Chad D Arcy, event license holder of the Billabong Junior Series, stated: “Billabong has always been actively invested in and supportive of women’s surfing in South Africa. We’ve proudly watched women’s surfing grow over the years, in part thanks to the host of women’s events we’ve run. For many years, we’ve sponsored a team of female athletes, nurturing their careers in surfing from an early age.
“In order for any professional surf event to be internationally accredited, it has to be sanctioned by the WSL. The WSL also determines the allocation of prize money and points for each event.
“As a brand, Billabong is, in every way, committed to gender equality and will continue to support the growth and progression of women’s surfing in South Africa.”
It’s sad to read the word ‘potential discrepancies’ in their statement. As if they didn’t believe these were real discrepancies.
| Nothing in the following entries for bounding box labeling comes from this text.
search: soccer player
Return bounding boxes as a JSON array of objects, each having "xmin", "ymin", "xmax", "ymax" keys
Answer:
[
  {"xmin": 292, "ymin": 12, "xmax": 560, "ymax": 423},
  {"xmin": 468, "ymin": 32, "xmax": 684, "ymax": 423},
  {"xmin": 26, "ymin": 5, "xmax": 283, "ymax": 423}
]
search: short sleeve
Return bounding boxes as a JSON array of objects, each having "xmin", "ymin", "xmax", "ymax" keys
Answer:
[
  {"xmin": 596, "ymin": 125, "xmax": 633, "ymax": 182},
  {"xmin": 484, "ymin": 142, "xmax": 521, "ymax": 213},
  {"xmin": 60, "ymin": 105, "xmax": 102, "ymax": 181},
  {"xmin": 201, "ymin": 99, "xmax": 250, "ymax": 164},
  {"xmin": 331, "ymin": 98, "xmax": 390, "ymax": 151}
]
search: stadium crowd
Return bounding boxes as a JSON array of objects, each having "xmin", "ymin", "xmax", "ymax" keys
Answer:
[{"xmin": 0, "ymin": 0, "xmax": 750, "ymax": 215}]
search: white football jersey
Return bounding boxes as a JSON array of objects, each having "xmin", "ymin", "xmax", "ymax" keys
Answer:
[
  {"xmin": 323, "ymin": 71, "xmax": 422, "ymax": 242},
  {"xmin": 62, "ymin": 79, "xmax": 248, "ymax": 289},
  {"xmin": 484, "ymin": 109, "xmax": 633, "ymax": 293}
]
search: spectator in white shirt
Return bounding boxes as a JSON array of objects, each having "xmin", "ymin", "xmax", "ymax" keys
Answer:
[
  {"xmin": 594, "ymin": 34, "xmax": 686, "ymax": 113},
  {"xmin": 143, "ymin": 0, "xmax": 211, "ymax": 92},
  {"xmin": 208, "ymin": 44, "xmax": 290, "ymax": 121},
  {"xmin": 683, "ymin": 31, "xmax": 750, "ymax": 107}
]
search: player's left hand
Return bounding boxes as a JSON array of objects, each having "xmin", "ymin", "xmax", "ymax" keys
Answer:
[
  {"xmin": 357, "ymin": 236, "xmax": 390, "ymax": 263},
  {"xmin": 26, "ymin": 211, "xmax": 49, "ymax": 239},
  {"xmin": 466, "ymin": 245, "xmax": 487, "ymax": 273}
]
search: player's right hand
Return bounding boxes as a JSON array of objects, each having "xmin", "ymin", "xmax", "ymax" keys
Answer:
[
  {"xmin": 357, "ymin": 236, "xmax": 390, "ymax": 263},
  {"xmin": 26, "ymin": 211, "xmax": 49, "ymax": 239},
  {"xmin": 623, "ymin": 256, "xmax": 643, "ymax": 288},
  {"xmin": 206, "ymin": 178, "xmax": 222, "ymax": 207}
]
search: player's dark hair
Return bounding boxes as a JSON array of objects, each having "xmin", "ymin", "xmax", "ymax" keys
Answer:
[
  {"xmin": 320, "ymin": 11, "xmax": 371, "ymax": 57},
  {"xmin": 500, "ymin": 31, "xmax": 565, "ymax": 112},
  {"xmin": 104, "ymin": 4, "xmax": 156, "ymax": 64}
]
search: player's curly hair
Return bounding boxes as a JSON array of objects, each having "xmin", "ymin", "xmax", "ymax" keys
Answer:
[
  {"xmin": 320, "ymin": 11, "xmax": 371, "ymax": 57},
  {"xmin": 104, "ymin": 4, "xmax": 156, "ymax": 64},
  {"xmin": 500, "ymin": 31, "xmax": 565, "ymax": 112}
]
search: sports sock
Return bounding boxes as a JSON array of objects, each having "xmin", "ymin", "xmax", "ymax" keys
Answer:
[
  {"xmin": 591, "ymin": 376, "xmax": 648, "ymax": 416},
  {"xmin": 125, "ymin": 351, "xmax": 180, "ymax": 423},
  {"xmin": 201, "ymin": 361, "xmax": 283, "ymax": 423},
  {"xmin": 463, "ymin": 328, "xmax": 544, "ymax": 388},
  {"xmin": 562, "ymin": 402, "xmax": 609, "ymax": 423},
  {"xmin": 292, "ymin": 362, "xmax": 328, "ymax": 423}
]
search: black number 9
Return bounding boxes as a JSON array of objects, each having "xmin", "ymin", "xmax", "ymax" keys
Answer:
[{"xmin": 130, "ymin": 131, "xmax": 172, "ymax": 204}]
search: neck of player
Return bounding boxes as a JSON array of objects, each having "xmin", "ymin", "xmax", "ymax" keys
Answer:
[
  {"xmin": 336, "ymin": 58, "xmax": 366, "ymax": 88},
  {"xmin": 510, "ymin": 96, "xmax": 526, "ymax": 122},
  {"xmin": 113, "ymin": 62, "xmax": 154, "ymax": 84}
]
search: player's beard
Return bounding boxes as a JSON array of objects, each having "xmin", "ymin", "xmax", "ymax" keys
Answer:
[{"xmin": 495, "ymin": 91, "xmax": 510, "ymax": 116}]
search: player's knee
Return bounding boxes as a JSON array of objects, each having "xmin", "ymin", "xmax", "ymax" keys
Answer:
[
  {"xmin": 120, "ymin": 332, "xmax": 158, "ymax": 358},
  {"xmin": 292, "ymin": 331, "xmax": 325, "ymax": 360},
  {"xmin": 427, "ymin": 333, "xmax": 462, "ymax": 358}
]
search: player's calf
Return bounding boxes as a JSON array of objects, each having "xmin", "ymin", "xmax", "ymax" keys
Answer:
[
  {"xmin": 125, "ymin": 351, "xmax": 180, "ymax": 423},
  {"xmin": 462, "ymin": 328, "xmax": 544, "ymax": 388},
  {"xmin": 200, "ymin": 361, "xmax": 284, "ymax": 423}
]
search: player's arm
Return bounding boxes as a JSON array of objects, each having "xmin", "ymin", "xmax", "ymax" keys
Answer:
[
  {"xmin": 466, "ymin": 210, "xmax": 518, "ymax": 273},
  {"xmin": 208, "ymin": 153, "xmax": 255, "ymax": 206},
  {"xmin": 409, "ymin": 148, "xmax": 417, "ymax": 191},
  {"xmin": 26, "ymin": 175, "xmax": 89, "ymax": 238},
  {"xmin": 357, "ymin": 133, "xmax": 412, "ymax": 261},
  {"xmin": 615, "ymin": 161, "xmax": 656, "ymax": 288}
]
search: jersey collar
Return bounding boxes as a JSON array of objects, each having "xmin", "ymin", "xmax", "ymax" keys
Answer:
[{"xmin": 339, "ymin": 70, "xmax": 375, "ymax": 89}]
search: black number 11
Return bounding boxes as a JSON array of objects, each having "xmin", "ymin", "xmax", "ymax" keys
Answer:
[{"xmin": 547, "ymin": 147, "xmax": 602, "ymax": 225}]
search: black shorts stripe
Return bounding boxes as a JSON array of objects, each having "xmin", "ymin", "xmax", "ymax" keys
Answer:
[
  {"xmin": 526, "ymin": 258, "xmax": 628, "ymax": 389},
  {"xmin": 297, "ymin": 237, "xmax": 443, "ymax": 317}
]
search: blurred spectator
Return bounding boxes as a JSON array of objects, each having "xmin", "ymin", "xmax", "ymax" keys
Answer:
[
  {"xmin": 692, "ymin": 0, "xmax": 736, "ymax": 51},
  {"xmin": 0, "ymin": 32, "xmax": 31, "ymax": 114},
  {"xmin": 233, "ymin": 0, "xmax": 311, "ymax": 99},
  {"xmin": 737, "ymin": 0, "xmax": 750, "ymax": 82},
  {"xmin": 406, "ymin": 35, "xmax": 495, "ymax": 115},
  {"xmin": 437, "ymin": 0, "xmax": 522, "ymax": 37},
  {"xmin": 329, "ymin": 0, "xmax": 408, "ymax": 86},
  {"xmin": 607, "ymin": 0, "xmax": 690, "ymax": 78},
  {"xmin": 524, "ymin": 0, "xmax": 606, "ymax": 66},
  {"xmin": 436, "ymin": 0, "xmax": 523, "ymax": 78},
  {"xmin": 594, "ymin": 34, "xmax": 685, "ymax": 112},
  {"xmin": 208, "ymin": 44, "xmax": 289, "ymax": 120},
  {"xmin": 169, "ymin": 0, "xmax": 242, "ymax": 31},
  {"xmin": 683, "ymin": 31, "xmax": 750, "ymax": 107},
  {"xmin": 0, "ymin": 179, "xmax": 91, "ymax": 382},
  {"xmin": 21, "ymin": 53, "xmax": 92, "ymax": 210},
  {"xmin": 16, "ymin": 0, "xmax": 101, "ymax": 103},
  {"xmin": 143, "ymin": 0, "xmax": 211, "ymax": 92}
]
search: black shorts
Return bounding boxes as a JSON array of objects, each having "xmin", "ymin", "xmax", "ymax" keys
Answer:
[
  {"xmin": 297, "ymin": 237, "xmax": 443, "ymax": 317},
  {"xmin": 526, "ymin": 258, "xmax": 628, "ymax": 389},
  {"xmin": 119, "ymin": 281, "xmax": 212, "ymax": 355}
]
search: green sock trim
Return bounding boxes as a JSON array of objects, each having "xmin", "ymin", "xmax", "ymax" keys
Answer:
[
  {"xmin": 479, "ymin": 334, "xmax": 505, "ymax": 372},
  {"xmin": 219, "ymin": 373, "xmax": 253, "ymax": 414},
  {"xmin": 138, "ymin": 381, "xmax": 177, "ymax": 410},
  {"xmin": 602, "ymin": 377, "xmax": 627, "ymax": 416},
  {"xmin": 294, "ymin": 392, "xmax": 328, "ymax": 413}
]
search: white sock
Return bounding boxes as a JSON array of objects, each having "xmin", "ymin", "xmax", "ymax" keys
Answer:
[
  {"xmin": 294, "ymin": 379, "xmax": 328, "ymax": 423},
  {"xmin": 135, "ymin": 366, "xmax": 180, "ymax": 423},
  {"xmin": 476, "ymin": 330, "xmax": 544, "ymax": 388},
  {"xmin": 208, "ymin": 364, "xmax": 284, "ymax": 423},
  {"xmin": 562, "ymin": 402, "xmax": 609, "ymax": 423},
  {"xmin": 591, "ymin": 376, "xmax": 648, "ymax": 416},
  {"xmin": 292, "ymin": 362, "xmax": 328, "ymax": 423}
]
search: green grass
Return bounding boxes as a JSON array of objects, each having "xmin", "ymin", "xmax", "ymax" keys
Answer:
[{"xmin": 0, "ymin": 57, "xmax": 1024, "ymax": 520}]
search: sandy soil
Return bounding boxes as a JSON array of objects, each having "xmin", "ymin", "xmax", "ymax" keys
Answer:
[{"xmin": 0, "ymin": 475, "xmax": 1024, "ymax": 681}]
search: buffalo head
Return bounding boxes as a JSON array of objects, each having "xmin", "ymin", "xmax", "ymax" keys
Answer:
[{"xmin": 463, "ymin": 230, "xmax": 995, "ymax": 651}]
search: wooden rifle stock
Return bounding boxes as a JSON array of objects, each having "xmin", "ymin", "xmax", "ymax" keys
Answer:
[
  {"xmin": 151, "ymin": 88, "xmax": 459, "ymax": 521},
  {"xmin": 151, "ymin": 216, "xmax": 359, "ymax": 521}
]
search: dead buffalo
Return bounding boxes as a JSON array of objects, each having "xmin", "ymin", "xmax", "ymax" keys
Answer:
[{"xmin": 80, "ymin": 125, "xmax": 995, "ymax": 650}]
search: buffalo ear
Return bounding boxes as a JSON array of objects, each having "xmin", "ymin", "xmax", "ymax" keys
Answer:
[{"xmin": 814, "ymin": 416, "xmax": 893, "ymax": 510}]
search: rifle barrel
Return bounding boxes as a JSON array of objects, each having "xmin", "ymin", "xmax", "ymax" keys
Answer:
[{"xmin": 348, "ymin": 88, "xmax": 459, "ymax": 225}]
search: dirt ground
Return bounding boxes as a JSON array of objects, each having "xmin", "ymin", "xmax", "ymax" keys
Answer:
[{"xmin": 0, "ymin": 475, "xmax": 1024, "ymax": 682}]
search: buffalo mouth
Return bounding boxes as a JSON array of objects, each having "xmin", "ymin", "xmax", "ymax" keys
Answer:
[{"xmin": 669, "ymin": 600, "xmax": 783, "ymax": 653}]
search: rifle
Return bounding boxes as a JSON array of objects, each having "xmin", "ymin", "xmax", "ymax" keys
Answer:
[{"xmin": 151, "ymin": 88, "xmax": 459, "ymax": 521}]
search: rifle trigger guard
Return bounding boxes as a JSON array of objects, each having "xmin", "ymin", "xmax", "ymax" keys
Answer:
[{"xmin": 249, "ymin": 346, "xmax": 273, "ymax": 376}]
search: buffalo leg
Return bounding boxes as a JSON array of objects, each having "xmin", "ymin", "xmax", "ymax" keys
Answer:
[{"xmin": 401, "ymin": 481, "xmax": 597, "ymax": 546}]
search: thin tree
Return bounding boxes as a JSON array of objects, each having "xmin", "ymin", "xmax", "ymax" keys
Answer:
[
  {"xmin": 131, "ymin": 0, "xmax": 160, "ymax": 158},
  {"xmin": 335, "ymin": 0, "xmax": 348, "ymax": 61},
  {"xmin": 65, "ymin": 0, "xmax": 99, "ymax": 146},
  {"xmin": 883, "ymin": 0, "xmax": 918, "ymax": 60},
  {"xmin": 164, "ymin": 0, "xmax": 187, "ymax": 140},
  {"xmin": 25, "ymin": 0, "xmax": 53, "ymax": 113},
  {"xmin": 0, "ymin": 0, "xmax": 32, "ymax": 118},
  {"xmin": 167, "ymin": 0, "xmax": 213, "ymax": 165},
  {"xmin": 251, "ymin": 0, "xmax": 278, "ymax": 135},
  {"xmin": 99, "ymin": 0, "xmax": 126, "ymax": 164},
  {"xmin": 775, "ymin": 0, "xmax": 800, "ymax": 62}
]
It was also sad to hear that the same event which stated above is a ‘pro-gender equality competition’, ran the whole women’s QS 1000 event in one day despite an allocated one-week event window. The women were given 20-minute heats while the men got 30minutes. The women’s event was also capped at 32 surfers. Congratulations to Sofia Mulanovich and our friend Phillipa Anderson who got 1st and 2nd respectively. Both girls had to surf 5 heats in one day so they could ‘make way for the men’s’. While the women athletes say it was great to have another QS event especially running alongside the best men in the world (a QS 10,000 event), the women were not given proper consideration. Phillipa won $300 for her efforts.
In closing the sentiments on this article I think journalist Clementine Ford nailed the issue in the context of the bigger picture perfectly in her article for the Sydney Morning Herald titled Same waves, half the prize money: why this photo is a disgrace
This is what all too many people don’t understand when they deny the depths to which sexism operates to keep women from succeeding in areas traditionally considered to be the realm of men. Women’s sports are “boring”, so we won’t pay them as much. Women should just try harder to do “men’s jobs”, but we’ll denigrate their attempts so that they feel unwelcome and unqualified. If women want equality, they should do the hard and dangerous stuff that men do but we’ll make sure to gang up on them until they quit and then say it’s just that they couldn’t hack the pace.
The impact of sexism on women’s careers is about so much more than legislation and formalised pay grades. By repeatedly sending the message that certain pursuits are masculine and that women trying to involve themselves are just obnoxious interlopers, society enables the continued disadvantage of those not privileged by gender. It’s not good enough for large corporations such as Billabong to need the public to point out these obvious inequalities, nor does it reflect well on the general make-up of those institutions that discrimination like this is seen as so standard that literally no-one thinks to challenge it.